The Gulf institutions turned net buyers to the tune of QR317.55mn against net sellers of QR12.95mn the previous week.
The foreign individuals were net buyers to the extent of QR13.77mn compared with net sellers of QR19.16mn a week ago.
The Arab individuals’ net profit booking shrank markedly to QR3.47mn against QR35.14mn the week ended February 24.
However, the domestic funds’ net selling increased significantly to QR1.09bn compared to QR91.42mn the previous week.
Qatari individuals’ net profit booking rose considerably to QR607.87mn against QR225.05mn a week ago.
The Gulf individuals turned net sellers to the tune of QR16.77mn compared with net buyers of QR2.03mn the week ended February 24.
The Arab funds were net profit takers to the extent of QR8.35mn against net buyers of QR7.55mn the previous week.
Total trade volume in the main market rose 75% to 1.94bn shares and value more than doubled to QR6.98bn on 73% increase in transactions to 114,567.
The transport sector’s trade volume almost tripled to 64mn equities and value more than tripled to QR262.81mn on more than doubled deals to 6,016.
The telecom sector’s trade volume more than doubled to 57.83mn stocks and value also more than doubled to QR222.01mn on 61% growth in transactions to 6,431.
The real estate sector’s trade volume more than doubled to 221.85mn shares and value also more than doubled to QR331.58mn on 47% jump in deals to 6,380.
The banks and financial services sector’s trade volume more than doubled to 345.65mn equities and value also more than doubled to QR2.8bn on 88% surge in transactions to 46,705.

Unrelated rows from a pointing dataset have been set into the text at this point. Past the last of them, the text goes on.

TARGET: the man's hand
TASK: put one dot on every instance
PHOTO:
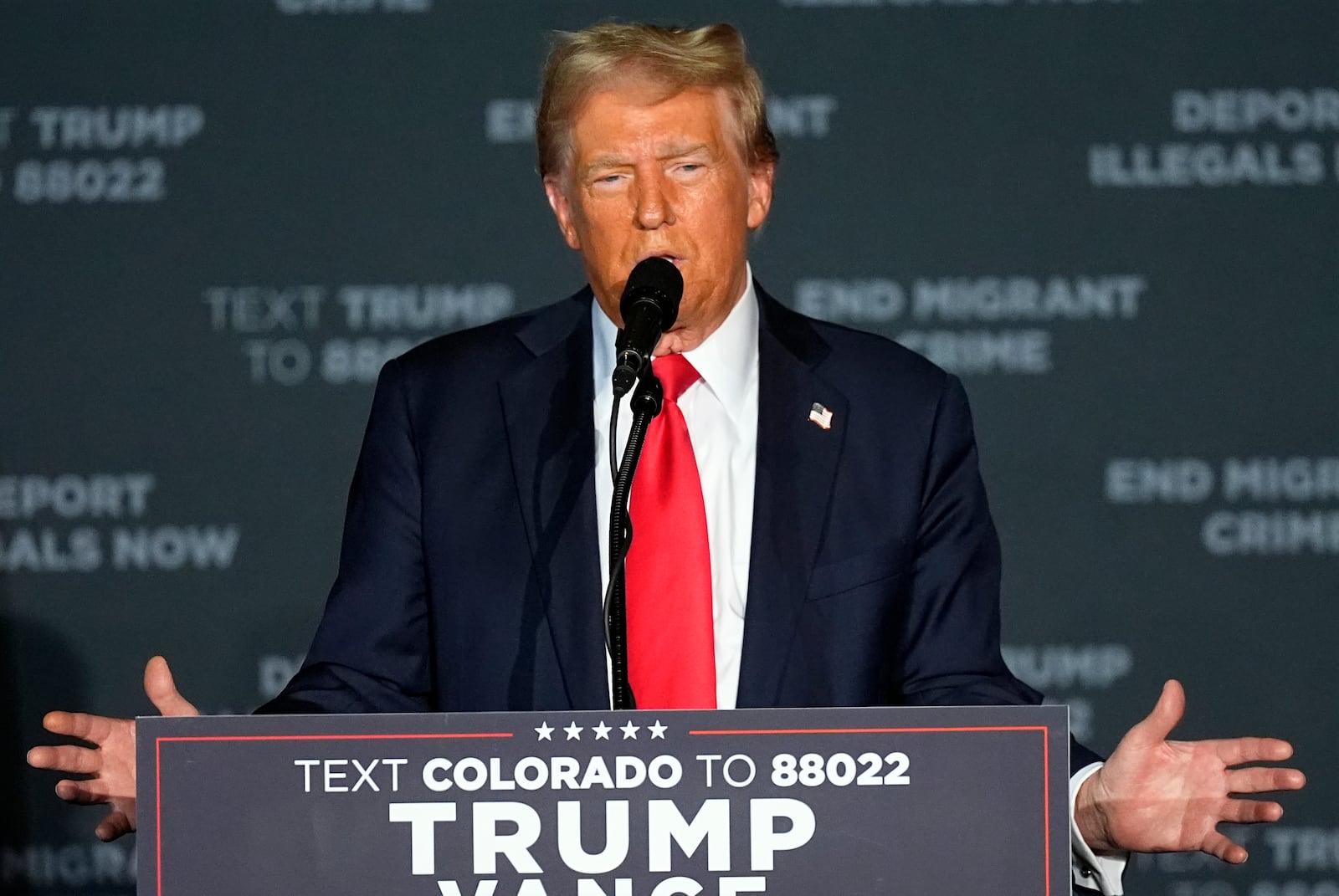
(111, 760)
(1169, 796)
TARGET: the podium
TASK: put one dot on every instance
(926, 801)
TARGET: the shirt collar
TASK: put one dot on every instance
(727, 359)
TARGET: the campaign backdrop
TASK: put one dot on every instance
(1116, 220)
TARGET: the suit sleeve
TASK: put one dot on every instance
(951, 628)
(372, 648)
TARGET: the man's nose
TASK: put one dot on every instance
(654, 205)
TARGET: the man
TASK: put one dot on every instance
(852, 557)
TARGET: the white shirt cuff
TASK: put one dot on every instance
(1095, 872)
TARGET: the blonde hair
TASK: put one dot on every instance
(678, 58)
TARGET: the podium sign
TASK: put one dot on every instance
(931, 801)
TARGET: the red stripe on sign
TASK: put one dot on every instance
(158, 762)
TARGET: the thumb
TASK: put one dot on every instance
(162, 690)
(1165, 715)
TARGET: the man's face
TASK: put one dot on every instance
(662, 177)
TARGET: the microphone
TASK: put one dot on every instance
(649, 305)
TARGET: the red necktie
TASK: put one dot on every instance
(671, 655)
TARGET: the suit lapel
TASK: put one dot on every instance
(797, 461)
(548, 406)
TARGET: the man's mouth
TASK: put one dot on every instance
(669, 256)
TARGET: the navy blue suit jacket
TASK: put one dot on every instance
(469, 577)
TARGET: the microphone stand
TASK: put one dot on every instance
(646, 405)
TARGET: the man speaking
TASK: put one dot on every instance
(810, 524)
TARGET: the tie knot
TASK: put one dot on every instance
(675, 374)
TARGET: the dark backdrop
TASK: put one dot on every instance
(1117, 220)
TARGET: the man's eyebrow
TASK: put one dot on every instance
(673, 151)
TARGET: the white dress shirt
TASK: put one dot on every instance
(721, 412)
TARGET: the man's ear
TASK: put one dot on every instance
(760, 193)
(562, 209)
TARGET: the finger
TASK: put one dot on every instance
(69, 758)
(1164, 717)
(78, 724)
(162, 690)
(114, 825)
(84, 793)
(1239, 750)
(1251, 812)
(1218, 845)
(1262, 780)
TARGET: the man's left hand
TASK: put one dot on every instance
(1156, 795)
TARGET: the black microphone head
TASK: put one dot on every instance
(655, 280)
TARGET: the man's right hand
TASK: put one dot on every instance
(111, 758)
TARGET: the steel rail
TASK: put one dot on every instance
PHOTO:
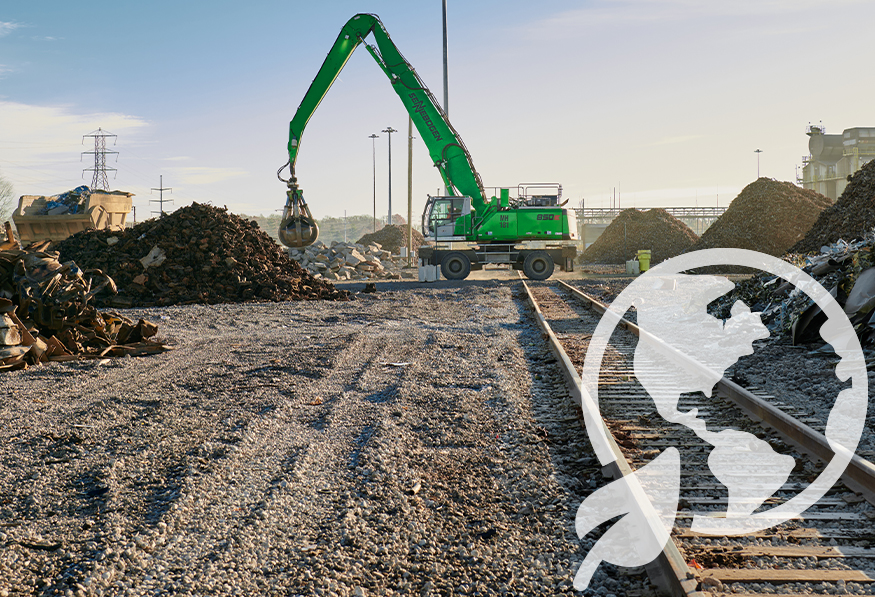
(668, 571)
(859, 475)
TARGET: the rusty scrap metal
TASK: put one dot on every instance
(46, 312)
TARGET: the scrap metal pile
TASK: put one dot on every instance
(46, 312)
(632, 230)
(850, 218)
(197, 254)
(768, 216)
(847, 270)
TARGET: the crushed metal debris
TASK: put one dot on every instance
(197, 254)
(850, 218)
(847, 270)
(46, 312)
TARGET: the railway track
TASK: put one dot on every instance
(828, 549)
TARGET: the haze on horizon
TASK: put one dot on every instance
(665, 100)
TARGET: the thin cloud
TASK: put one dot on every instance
(7, 27)
(674, 140)
(40, 134)
(200, 175)
(603, 12)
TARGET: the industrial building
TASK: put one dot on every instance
(834, 158)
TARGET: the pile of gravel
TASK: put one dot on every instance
(768, 216)
(198, 254)
(392, 238)
(654, 229)
(849, 218)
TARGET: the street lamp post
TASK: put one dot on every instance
(374, 161)
(389, 131)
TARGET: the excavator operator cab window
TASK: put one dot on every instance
(444, 213)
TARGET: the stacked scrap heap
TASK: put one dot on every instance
(847, 270)
(631, 230)
(46, 315)
(850, 218)
(768, 216)
(392, 238)
(197, 254)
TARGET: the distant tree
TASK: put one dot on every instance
(7, 200)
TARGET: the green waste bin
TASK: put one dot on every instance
(644, 259)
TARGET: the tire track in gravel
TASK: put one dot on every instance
(277, 456)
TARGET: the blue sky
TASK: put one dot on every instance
(665, 99)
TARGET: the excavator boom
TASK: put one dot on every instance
(445, 146)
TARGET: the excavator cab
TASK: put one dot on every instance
(298, 227)
(440, 215)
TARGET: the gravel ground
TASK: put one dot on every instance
(408, 442)
(792, 374)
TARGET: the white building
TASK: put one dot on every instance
(834, 158)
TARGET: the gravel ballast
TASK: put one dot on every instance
(408, 442)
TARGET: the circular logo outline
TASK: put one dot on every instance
(849, 409)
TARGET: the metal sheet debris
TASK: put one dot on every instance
(46, 312)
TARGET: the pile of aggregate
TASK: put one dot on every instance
(852, 215)
(392, 238)
(768, 216)
(197, 254)
(632, 230)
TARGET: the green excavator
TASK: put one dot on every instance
(499, 229)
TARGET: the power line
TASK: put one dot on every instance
(160, 201)
(99, 181)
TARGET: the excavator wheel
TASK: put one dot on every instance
(538, 265)
(456, 266)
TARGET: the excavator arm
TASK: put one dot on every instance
(447, 151)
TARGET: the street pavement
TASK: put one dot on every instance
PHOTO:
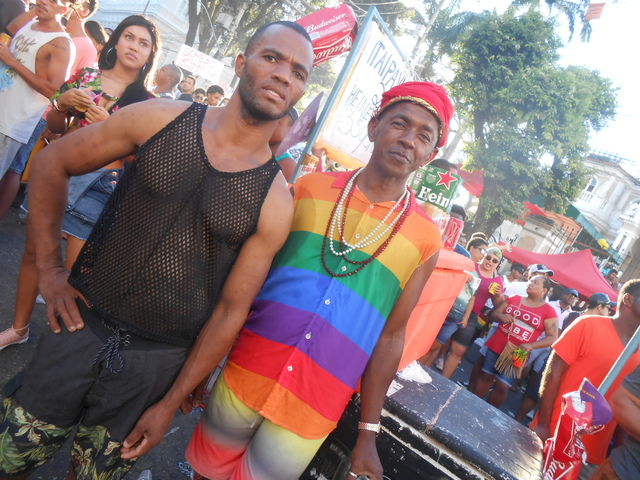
(166, 461)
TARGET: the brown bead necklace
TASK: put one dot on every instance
(340, 209)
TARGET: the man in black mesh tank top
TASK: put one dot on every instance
(169, 273)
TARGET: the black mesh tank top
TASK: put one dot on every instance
(158, 257)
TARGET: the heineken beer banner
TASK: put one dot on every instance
(435, 186)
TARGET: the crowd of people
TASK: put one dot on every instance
(183, 246)
(561, 344)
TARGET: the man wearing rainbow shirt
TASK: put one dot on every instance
(333, 309)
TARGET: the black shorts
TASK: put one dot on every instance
(464, 336)
(68, 382)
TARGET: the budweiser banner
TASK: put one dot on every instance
(332, 30)
(199, 63)
(377, 67)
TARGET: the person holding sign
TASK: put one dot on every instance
(334, 307)
(166, 279)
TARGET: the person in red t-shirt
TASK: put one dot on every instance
(589, 348)
(522, 321)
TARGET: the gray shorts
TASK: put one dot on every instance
(77, 379)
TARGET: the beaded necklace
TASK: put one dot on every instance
(340, 212)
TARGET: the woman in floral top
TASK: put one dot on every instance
(89, 96)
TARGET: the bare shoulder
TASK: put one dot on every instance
(277, 211)
(61, 44)
(142, 120)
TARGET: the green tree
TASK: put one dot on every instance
(524, 109)
(572, 10)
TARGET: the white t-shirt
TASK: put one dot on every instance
(22, 106)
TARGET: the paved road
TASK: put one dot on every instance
(167, 460)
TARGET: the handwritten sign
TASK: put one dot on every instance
(379, 67)
(199, 63)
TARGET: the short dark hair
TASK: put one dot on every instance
(459, 210)
(137, 91)
(632, 287)
(215, 89)
(259, 33)
(546, 283)
(476, 243)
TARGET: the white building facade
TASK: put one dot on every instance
(611, 202)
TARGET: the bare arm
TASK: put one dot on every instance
(467, 313)
(217, 336)
(49, 74)
(86, 150)
(382, 368)
(551, 331)
(20, 21)
(549, 390)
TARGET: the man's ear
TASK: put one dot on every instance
(239, 66)
(371, 127)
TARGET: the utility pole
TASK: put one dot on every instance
(432, 20)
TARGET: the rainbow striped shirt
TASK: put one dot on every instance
(304, 348)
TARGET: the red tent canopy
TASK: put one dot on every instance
(574, 270)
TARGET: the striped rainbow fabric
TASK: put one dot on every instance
(304, 348)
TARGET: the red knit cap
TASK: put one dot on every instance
(426, 94)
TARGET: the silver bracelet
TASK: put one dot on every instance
(372, 427)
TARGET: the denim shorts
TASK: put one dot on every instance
(80, 218)
(100, 378)
(489, 367)
(22, 157)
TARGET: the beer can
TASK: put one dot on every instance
(452, 233)
(4, 38)
(308, 165)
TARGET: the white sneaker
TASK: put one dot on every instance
(11, 337)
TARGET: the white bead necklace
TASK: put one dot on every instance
(369, 239)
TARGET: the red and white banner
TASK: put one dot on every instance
(332, 31)
(199, 63)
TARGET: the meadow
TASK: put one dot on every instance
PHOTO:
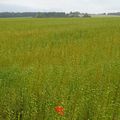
(68, 62)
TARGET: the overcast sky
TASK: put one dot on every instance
(90, 6)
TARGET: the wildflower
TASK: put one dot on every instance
(59, 110)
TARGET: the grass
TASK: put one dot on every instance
(74, 63)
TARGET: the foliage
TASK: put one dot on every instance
(73, 63)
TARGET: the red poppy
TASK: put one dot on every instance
(59, 110)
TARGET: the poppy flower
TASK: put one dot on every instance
(59, 110)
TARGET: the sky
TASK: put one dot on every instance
(89, 6)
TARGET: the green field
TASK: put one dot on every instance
(69, 62)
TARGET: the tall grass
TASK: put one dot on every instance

The market witnessed 77% expansion in the consumer goods and services sector’s trade volume to 474.18mn stocks, 80% in value to QR723.72mn and 54% in deals to 11,452.
The industrials sector’s trade volume soared 49% to 747.63mn shares and value almost doubled to QR2.56bn on 65% hike in transactions to 35,538.
There was 35% increase in the insurance sector’s trade volume to 29.07mn equities, 21% in value to QR79.93mn and 47% jump in deals to 2,135.
The venture market’s trade volumes plummeted 47.7% to 3.52mn stocks, value by 48.33% to QR33.93mn and transactions by 65.67% to 919.